Considerada uma das mais eficientes coberturas internacionais da história recente do jornalismo, a série de reportagens sobre o tsunami reforçou a habilidade em equilibrar pragmatismo e emoção e em garimpar histórias além da notícia. Competências construídas, no caso de Uchôa, pelo contato precoce com culturas e línguas estrangeiras. Por circunstâncias familiares, morou boa parte da infância e da adolescência fora do país. Tornou-se poliglota. Fala sete idiomas além do português: inglês, espanhol, francês, italiano, alemão, russo e chinês.

Os dotes de poliglota e a visão de mundo ajudam, mas o olhar reflexivo do repórter mostra-se soberano. Onde quer que esteja, o jornalista garante que o seu principal objetivo é “colocar as pessoas para pensar com as matérias”. Na cartilha da cobertura internacional, orientou Uchôa aos estudantes, um dos mandamentos é não se arriscar, não confundir ousadia jornalística com licença para a irresponsabilidade. Em alguns casos, o improviso e a criatividade tornam-se armas indispensáveis:

– Já precisei passar por turista para fazer uma passagem da matéria em um aeroporto. Não podia ficar muito tempo exposto ali. O cinegrafista fingiu que estava me filmando de brincadeira por um tempo. Aí, de repente, eu fiquei sério, fizemos a gravação e saímos logo. Não dá para ser guloso nessas horas.

O repórter perdeu a conta de quantos países visitou: “Na última vez que tentei contar, passou de 90”, revelou. Na cobertura de conflitos e tragédias, ressaltou ele, a busca do equilíbrio é uma dos principais desafios do profissional:

– Durante a cobertura não existe essa de jornalista-herói.
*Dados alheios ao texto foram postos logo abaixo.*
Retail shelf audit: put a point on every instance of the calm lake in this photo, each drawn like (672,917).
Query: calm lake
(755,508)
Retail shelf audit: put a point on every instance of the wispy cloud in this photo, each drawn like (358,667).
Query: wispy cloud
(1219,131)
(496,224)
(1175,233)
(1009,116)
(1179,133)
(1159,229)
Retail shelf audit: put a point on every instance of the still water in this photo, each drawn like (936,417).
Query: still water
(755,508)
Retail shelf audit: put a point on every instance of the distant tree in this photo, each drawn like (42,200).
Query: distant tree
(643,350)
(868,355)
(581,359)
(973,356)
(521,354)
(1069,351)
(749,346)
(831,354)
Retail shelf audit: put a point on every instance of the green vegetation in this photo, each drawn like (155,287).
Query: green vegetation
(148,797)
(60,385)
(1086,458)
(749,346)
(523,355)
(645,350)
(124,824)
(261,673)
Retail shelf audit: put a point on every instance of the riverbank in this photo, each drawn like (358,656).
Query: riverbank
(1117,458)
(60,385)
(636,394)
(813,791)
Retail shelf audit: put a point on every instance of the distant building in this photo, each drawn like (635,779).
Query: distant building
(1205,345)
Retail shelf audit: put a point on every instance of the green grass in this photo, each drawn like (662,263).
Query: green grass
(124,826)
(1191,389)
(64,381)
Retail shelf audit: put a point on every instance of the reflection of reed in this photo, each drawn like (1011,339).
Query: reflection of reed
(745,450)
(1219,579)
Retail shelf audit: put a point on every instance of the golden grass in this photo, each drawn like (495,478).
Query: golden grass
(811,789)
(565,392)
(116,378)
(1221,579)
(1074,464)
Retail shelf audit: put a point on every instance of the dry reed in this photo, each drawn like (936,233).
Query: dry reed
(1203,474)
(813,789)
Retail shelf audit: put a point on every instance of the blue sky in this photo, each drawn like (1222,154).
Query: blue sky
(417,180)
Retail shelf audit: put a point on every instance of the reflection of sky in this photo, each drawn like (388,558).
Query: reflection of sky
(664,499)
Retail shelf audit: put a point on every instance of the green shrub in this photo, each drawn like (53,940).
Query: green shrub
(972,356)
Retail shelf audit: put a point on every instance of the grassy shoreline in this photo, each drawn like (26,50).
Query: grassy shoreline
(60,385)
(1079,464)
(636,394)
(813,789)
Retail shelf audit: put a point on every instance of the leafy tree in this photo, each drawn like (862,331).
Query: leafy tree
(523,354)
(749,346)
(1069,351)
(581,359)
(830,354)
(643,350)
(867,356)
Não estamos lá para aproveitar o conflito.

Depois de 11 anos na Inglaterra, Uchôa levou em conta os pedidos da família e voltou para o Brasil. “Um país fora do comum”, avalia.

– Os brasileiros não se dão conta de como aqui é um lugar especial, onde se pode conversar com as pessoas tranqüilamente. Sempre senti muita saudade do Rio. Fora do país, minha vida profissional era rica, mas a social era seca. Voltei porque aqui é muito melhor.

Três perguntas para Marcos Uchôa

Portal: O senhor realizou numerosas coberturas internacionais importantes, em dezenas de países. Qual a mais representativa?

Uchôa: A que mais me marcou foi a do Tsunami. Aqui ali foi muito forte. Nem na guerra vemos tanta gente morta.

Portal: Como um repórter internacional divide o tempo entre trabalho e família?

Uchôa: Fui um pai ausente muitas vezes e lamento isso. Cheguei a pedir demissão da Globo em 1998, depois da Copa. Fiquei um tempo levando as crianças na escola, namorando minha esposa, pagando essa dívida impagável. Para eles, foi muito difícil.

Portal: Quais são as qualificações necessárias aos jovens que desejam seguir a carreira na área internacional?

Uchôa: É preciso ler e estudar muito. A Europa, por exemplo, requer uma dose de leitura imensa para entender a lógica do continente. Há muita informação que você só aprende estudando. Em livro, não internet, que é mais para buscar informação sem filtro.